Source: Banque de France
Le gouvernement français n’a donc rien inventé, mais a raison de marteler le message. Car au moment de la demande de retrait d’espèces en distributeur, « ce dernier dialogue avec les systèmes de compensation cash pour s’assurer que le compte en banque dispose de suffisamment de fonds », relève Vincent Laurent. Or si cette communication est impossible du fait des conséquences de l’événement, les billets ne pourront pas être distribués. Et même s’ils pouvaient l’être, les marges de manœuvre dans ce domaine seraient probablement limitées. « Si l’on faisait face à une explosion des retraits d’espèces, ceux-ci seraient sans aucun doute plafonnés, ne serait-ce que pour ne pas fragiliser les établissements bancaires », estime un expert. Les capacités d’approvisionnement des DAB, qui font partie intégrante du plan de résilience de la Banque de France, seraient également sous pression en cas d’envolée des retraits. Pour y pallier, « les échanges cash-to-cash entre particuliers pourraient assurer une continuité », mentionne certes Vincent Laurent, mais l’effet serait, là aussi, temporaire. D’où l’importance de prendre les devants en conservant, chez soi, des espèces.
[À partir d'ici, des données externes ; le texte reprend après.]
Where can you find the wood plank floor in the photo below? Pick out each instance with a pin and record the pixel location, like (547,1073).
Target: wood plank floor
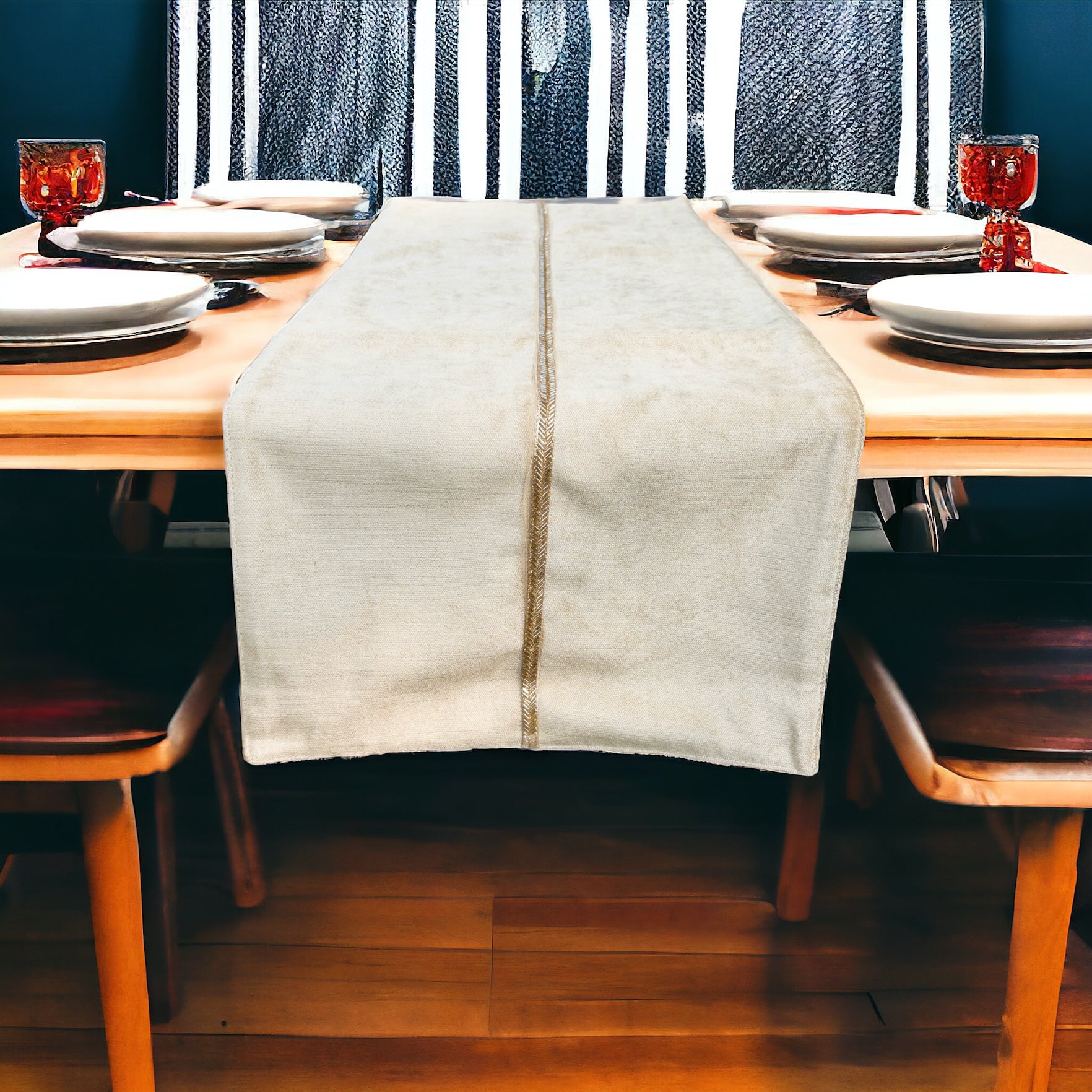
(531,922)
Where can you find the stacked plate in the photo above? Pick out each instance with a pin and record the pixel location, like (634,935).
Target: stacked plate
(759,204)
(993,313)
(194,237)
(321,199)
(874,237)
(51,308)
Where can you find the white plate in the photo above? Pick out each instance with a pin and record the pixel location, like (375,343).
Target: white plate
(95,337)
(284,194)
(996,307)
(61,301)
(171,231)
(757,204)
(310,253)
(873,236)
(1078,347)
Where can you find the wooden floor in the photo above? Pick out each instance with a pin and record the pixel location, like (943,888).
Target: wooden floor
(564,922)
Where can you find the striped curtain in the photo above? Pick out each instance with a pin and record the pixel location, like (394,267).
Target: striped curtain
(523,98)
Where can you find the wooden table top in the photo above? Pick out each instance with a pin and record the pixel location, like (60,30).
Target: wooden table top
(162,410)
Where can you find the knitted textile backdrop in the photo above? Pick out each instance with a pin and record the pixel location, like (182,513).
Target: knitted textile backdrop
(574,97)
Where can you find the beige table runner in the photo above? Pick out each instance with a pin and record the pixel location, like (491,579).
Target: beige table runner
(544,474)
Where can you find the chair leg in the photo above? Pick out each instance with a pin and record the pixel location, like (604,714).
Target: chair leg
(113,863)
(863,784)
(155,828)
(244,857)
(1046,875)
(800,847)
Quand les commerçants deviennent des alternatives aux DAB
Selon la Banque de France, le nombre de distributeurs automatiques de billets (DAB) a diminué de plus de 16 % entre fin 2018 et fin 2023, pour tomber à 44 123. Pour autant, l’accès à ces équipements demeure relativement aisé. Comme le détaille le Comité National des Moyens de Paiement (CNMP) dans son rapport annuel 2024 sur l’actualisation de l’état des lieux de l’accès aux espèces sur le territoire métropolitain, plus de 99 % de la population métropolitaine réside soit dans une commune équipée d’au moins un point d’accès aux espèces, soit dans une commune située à moins de quinze minutes en voiture de la commune équipée la plus proche.
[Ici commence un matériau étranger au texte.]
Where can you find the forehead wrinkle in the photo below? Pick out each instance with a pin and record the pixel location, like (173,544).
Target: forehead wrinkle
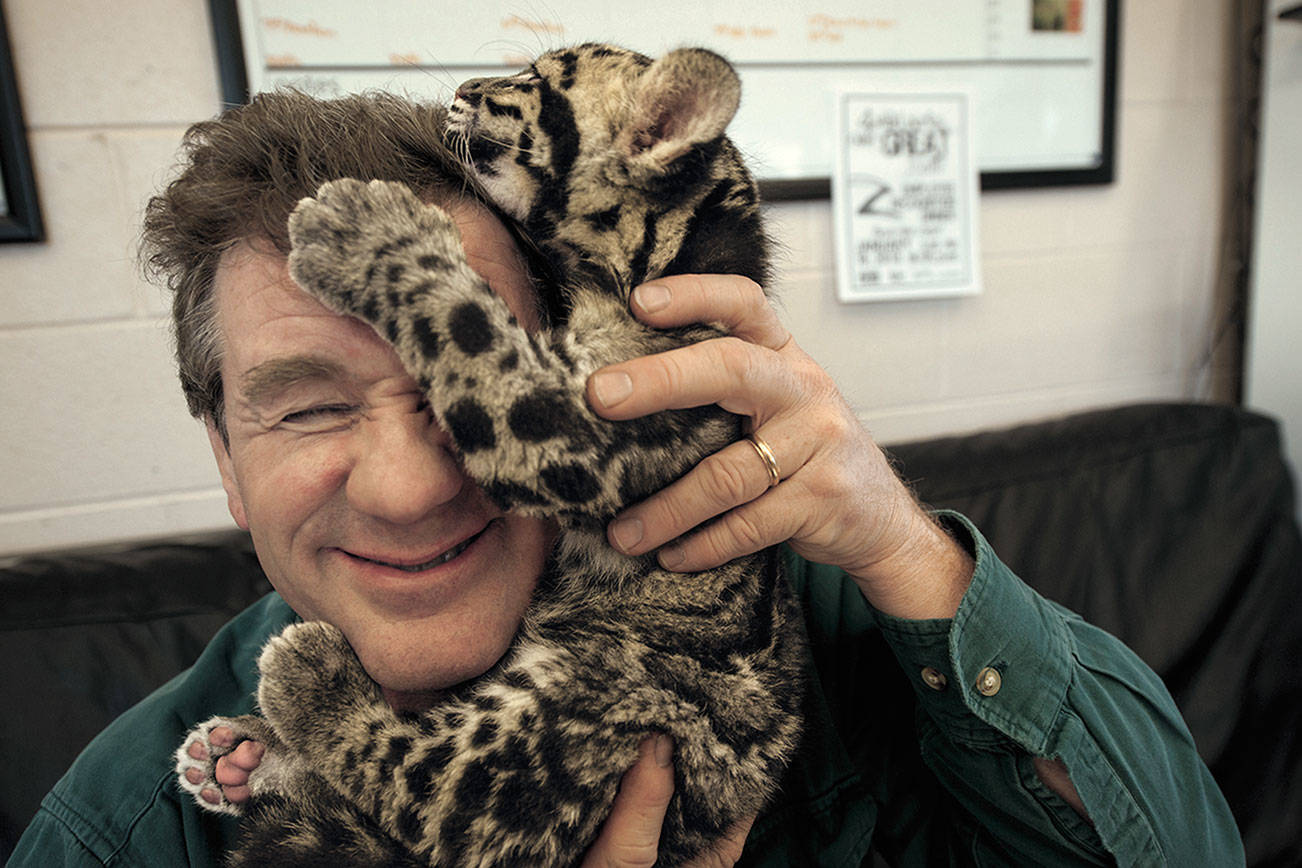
(274,376)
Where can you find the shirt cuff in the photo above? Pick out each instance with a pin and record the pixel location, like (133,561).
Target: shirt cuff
(999,670)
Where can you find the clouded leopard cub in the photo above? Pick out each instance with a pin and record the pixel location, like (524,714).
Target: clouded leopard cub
(617,168)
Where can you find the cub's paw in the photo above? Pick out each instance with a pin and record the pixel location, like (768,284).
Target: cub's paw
(197,759)
(311,682)
(361,247)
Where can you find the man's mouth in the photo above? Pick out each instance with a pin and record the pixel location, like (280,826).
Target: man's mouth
(427,565)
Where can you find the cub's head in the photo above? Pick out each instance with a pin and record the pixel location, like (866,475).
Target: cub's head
(593,115)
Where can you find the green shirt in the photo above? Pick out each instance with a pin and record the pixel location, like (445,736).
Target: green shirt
(909,747)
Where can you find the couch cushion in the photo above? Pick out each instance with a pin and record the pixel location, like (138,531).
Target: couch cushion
(1171,526)
(85,635)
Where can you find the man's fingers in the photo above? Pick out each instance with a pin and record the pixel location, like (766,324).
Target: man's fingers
(732,301)
(630,836)
(738,376)
(744,530)
(724,480)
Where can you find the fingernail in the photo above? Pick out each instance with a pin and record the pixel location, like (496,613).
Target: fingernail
(612,387)
(663,751)
(671,556)
(626,532)
(651,297)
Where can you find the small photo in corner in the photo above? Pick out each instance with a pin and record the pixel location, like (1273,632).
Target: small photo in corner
(1060,16)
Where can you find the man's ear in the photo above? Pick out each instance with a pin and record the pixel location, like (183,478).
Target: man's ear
(221,452)
(685,98)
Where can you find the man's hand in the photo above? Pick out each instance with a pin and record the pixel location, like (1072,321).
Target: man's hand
(630,837)
(839,502)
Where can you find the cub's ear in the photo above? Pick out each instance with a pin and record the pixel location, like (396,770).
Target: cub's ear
(682,99)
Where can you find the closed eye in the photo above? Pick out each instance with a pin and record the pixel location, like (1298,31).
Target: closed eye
(319,417)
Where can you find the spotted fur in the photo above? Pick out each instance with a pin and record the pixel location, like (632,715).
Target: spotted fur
(617,168)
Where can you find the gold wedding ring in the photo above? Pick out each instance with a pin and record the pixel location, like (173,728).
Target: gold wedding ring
(766,454)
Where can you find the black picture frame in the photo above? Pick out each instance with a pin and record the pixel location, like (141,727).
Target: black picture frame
(235,87)
(20,215)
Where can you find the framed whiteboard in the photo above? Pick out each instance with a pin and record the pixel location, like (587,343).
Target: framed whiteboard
(1043,72)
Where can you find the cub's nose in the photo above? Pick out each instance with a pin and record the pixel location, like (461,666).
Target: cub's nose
(471,91)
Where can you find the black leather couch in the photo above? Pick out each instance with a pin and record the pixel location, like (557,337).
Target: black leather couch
(1171,526)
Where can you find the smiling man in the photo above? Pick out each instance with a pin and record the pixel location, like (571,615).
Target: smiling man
(357,506)
(955,716)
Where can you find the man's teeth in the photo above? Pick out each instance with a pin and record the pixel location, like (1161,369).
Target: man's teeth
(443,558)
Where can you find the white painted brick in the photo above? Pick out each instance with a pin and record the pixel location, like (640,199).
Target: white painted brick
(136,61)
(94,413)
(112,522)
(1175,50)
(879,353)
(982,413)
(1169,178)
(1066,320)
(85,270)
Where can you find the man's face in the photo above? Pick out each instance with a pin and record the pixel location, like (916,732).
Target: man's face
(358,510)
Outre le maillage territorial toujours dense des DAB, ce constat résulte aussi du développement graduel du cash-in-shop (retrait ou dépôt d’espèces à la caisse d’un commerçant, sans obligation d’achat) et du cashback (retrait d’espèces à la caisse d’un commerçant qui est débité du compte du client en supplément d’un achat par carte bancaire). Aujourd’hui réservées aux seuls clients de la banque qui a mandaté les commerçants, ces deux pratiques sont appelées à monter en puissance. La Française des Jeux avec Nirio Compte permet de déposer ou retirer des espèces depuis son téléphone dans le réseau des bars-tabacs-presse partenaires. Dès l’an prochain, un nouveau service interbancaire de retrait d’espèces en magasin va en effet être déployé en France, à l’initiative du Groupement Cartes Bancaires. Il permettra à tous les clients d’une banque ayant adhéré à ce service d’y recourir.